TAdviser Interview: Andrej Arshavsky, NLMK - how data analysis saves hundreds of millions rubles

Andrej Arshavsky: My command is engaged in implementation of artificial intelligence technologies (AI) for the solution of production tasks. We use methods of machine learning, advanced analytics, the Big Data tools for optimization of production and business processes. The ultimate goal - to earn or save the companies money.

Andrej Arshavsky: If to speak about production process then it is about performance improvement of the equipment, economy of raw materials and materials, about product quality, about service and repair of the equipment. If to look more widely, then the artificial intelligence can help with solving of tasks of optimization of warehouse stocks, sales, purchases, tasks of HR. AI technologies can be used also for creation of new products: steel, finished steel. Thanks to data analysis and modeling we will have an opportunity to understand, how exactly it is necessary to change production process or technology to receive these or those properties of metal.

Andrej Arshavsky: So far not, but we work on it.

Andrej Arshavsky: There is a command. Yet big. She thinks out that should be made, and attracts to implementation of contractors depending on tasks.

Andrej Arshavsky: Last year we worked with three contractors: with Yandex Data Factory which unfortunately stopped the existence, both the companies AlgoMost and CeleraOne. Now we conduct negotiations on cooperation with the new companies, but to tell the specific names so far early. The internal command consists of data scientists, analysts, project managers. We solve the tasks facing us in close cooperation with other divisions of NLMK. First of all, actively we cooperate with division of operational efficiency, directly with workshops, with technical control, with IT and the PCS. Almost representatives of above-mentioned divisions take part in each project, and we are responsible for development of models, algorithms and for the general coordination of works.

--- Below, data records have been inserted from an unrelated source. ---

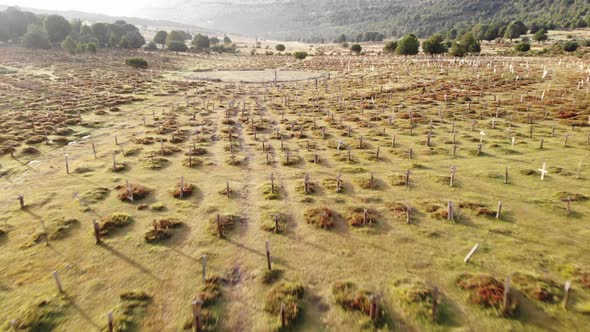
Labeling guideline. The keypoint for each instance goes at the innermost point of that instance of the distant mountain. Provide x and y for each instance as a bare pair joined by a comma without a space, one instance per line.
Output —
145,22
315,19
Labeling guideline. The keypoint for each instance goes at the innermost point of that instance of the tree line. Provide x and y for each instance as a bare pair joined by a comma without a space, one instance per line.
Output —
176,41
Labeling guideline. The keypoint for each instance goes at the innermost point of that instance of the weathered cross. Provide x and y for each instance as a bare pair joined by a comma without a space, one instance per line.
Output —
543,171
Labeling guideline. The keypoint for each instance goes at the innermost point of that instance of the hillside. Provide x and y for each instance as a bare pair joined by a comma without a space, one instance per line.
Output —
313,20
94,17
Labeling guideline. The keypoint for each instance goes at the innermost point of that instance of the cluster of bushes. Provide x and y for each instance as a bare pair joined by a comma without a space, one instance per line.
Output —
47,31
176,41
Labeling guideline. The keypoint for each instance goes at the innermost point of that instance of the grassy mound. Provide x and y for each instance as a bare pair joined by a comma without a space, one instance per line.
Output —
226,224
319,217
268,194
187,190
350,298
485,291
289,295
56,229
356,217
139,192
273,219
538,288
416,299
95,195
110,223
42,315
130,311
161,229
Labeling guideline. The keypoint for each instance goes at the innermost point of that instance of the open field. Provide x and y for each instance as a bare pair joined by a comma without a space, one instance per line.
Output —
370,184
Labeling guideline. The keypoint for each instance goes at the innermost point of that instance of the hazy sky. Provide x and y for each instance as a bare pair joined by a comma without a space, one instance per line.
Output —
111,7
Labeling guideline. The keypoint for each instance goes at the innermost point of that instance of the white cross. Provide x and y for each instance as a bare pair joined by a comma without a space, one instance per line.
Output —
543,171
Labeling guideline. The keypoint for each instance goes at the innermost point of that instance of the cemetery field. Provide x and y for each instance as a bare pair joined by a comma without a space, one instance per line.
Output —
340,202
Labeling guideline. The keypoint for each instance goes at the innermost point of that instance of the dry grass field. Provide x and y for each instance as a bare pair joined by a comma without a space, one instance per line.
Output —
369,184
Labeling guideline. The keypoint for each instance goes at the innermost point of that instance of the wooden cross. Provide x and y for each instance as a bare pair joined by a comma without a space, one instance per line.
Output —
272,183
543,171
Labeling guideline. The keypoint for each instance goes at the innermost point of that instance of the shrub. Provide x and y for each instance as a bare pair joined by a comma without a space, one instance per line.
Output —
137,63
300,55
287,294
356,48
570,46
177,46
522,47
91,48
151,46
390,46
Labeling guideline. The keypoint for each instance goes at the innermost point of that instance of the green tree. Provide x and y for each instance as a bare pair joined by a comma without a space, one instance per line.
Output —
69,44
434,45
522,47
390,46
409,45
4,27
570,46
57,27
101,33
470,44
356,48
135,38
479,31
160,38
341,39
457,49
452,34
177,46
514,29
91,48
300,55
201,42
151,46
124,42
36,38
540,35
175,35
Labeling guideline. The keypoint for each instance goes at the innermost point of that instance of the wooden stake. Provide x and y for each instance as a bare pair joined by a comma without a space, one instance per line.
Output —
268,255
471,252
566,294
21,200
96,231
57,281
204,267
197,315
110,321
506,300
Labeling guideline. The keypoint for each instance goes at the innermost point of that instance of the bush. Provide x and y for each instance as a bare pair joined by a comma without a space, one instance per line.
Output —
409,45
356,48
137,63
177,46
151,46
300,55
390,46
522,47
91,48
570,46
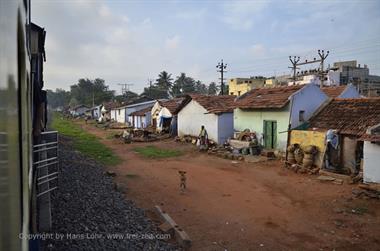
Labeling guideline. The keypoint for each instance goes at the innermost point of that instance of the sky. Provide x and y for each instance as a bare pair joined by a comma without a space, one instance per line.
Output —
129,42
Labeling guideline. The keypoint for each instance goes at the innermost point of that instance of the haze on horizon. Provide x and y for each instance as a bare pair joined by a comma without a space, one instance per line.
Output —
132,41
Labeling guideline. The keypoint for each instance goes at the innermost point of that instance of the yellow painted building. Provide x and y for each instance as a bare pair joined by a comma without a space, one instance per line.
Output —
271,82
239,86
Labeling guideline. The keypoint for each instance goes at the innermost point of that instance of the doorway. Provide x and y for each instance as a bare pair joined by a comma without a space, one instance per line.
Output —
270,134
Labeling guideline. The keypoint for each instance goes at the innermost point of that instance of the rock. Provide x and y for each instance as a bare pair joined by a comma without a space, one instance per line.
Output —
86,201
338,181
111,173
325,178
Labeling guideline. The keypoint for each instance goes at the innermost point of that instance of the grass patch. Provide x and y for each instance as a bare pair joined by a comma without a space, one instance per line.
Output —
84,142
157,153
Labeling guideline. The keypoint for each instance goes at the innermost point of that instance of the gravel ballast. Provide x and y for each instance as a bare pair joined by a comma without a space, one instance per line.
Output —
89,214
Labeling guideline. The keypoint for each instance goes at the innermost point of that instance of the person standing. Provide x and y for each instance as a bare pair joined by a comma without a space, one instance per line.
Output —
203,136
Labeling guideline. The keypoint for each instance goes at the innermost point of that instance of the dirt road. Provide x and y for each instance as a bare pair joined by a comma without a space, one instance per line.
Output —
247,206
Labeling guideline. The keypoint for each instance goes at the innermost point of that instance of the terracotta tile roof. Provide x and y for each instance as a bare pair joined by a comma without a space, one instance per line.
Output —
349,116
370,137
111,105
173,105
266,97
141,112
215,104
333,91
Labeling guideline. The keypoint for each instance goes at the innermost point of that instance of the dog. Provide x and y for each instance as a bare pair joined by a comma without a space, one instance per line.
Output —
182,184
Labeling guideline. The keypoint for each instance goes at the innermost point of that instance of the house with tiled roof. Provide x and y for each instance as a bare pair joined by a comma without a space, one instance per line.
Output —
214,112
272,112
350,120
164,113
122,113
371,154
341,91
141,118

Andrej Arshavsky: Steel in NLMK Group is melted in oxygen converters or arc furnaces. In converters, for example, liquid iron with additives is blown oxygen which brings carbon and other impurity out of fusion. Ferroalloys which allow to change its chemical composition are added to liquid steel. Ferroalloys are expensive materials, and we are interested in optimizing their expense.

To reduce consumption of ferroalloys, we train model at historical data on what was (chemical composition of cast iron, dosing of other components of a blend, conditions of production, including temperature conditions, volume of the added ferroalloys) and what turned out as a result of processing (final chemical composition of steel). The model studies at these data and becomes capable to answer a question: "what will be if". Using it, we can pick up an optimal proportion of ferroalloys for receiving the set chemical composition of steel.

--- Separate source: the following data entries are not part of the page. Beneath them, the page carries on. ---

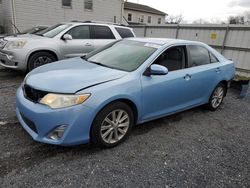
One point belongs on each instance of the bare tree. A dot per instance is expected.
(174, 19)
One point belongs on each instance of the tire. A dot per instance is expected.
(216, 97)
(106, 129)
(39, 59)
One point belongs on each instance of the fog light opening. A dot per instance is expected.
(57, 133)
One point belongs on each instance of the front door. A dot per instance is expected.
(164, 94)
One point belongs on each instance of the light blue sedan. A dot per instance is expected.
(100, 97)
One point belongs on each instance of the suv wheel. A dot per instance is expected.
(112, 125)
(39, 59)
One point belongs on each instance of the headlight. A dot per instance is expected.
(61, 101)
(18, 44)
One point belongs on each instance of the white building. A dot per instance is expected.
(142, 14)
(28, 13)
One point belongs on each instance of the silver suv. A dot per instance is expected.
(65, 40)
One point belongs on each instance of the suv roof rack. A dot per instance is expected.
(103, 22)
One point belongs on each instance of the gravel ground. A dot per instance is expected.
(195, 148)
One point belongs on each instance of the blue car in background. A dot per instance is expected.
(99, 97)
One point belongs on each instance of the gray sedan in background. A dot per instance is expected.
(65, 40)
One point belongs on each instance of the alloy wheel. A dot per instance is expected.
(115, 126)
(217, 97)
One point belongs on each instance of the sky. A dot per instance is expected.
(210, 10)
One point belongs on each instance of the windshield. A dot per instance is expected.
(123, 55)
(54, 30)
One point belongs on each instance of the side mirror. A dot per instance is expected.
(156, 70)
(67, 37)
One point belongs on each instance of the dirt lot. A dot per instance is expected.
(196, 148)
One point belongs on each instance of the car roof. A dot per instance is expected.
(97, 23)
(163, 41)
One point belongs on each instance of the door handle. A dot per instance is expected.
(88, 44)
(187, 77)
(217, 70)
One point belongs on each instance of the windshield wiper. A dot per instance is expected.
(97, 63)
(38, 34)
(94, 62)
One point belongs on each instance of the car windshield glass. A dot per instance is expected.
(54, 30)
(123, 55)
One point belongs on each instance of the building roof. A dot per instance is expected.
(143, 8)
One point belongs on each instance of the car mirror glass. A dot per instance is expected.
(67, 37)
(158, 70)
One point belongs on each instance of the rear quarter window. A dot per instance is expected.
(198, 56)
(124, 33)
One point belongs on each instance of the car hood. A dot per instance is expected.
(70, 76)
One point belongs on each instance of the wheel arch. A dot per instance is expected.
(127, 101)
(225, 84)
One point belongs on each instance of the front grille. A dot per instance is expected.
(29, 123)
(32, 94)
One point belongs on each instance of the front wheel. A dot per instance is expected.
(112, 125)
(217, 97)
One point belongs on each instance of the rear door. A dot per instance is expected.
(101, 35)
(81, 43)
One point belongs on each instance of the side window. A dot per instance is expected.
(80, 32)
(198, 56)
(173, 58)
(129, 17)
(102, 32)
(213, 58)
(124, 33)
(66, 3)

Andrej Arshavsky: There is a number of mathematical methods which are used depending on tasks. Their application depends on amount of data, on quality of data. Experiments are made, parameters at which the model will give forecasts with the largest accuracy are selected. As a rule, for the solution of a task it is necessary to build a set of mathematical models which optimum work in these or those modes.

As a result, depending on initial conditions, all models, or their part are used, and a system which predicts "is born what will be if". All this "is packed" into the software which is integrated with other systems and is capable either to manage production, or to recommend to the operator to perform certain operations.

Andrej Arshavsky: Work on integration is performed by either the contractor, or ourselves.

Andrej Arshavsky: Now for implementation of the current projects, we use, certainly, more data, than was a year ago. And we prepare infrastructure that we could use all amount of data.

Andrej Arshavsky: That volume which is almost necessary for solving of tasks.

Andrej Arshavsky: We have no problem of utilization of data. We make a start from practical problems of optimization of production. For application of methods of artificial intelligence all data and their large volumes are not always necessary. We prioritiyezirut our tasks in terms of potential economic effect, further already we look at existence, quantity and quality of data. In order that it is good to train model at historical data, to optimum have historical data for a long time frame. Than depth, volume and quality of data, subjects high probability of the fact that the model will be able well to study is more.

Andrej Arshavsky: If to classify data, then it is possible to make a start from hierarchy of IT systems. At the bottom level sensors which collect information with the greatest discretization are located and transfer her to levels of controllers and further to levels of automatic control systems by production (PCS).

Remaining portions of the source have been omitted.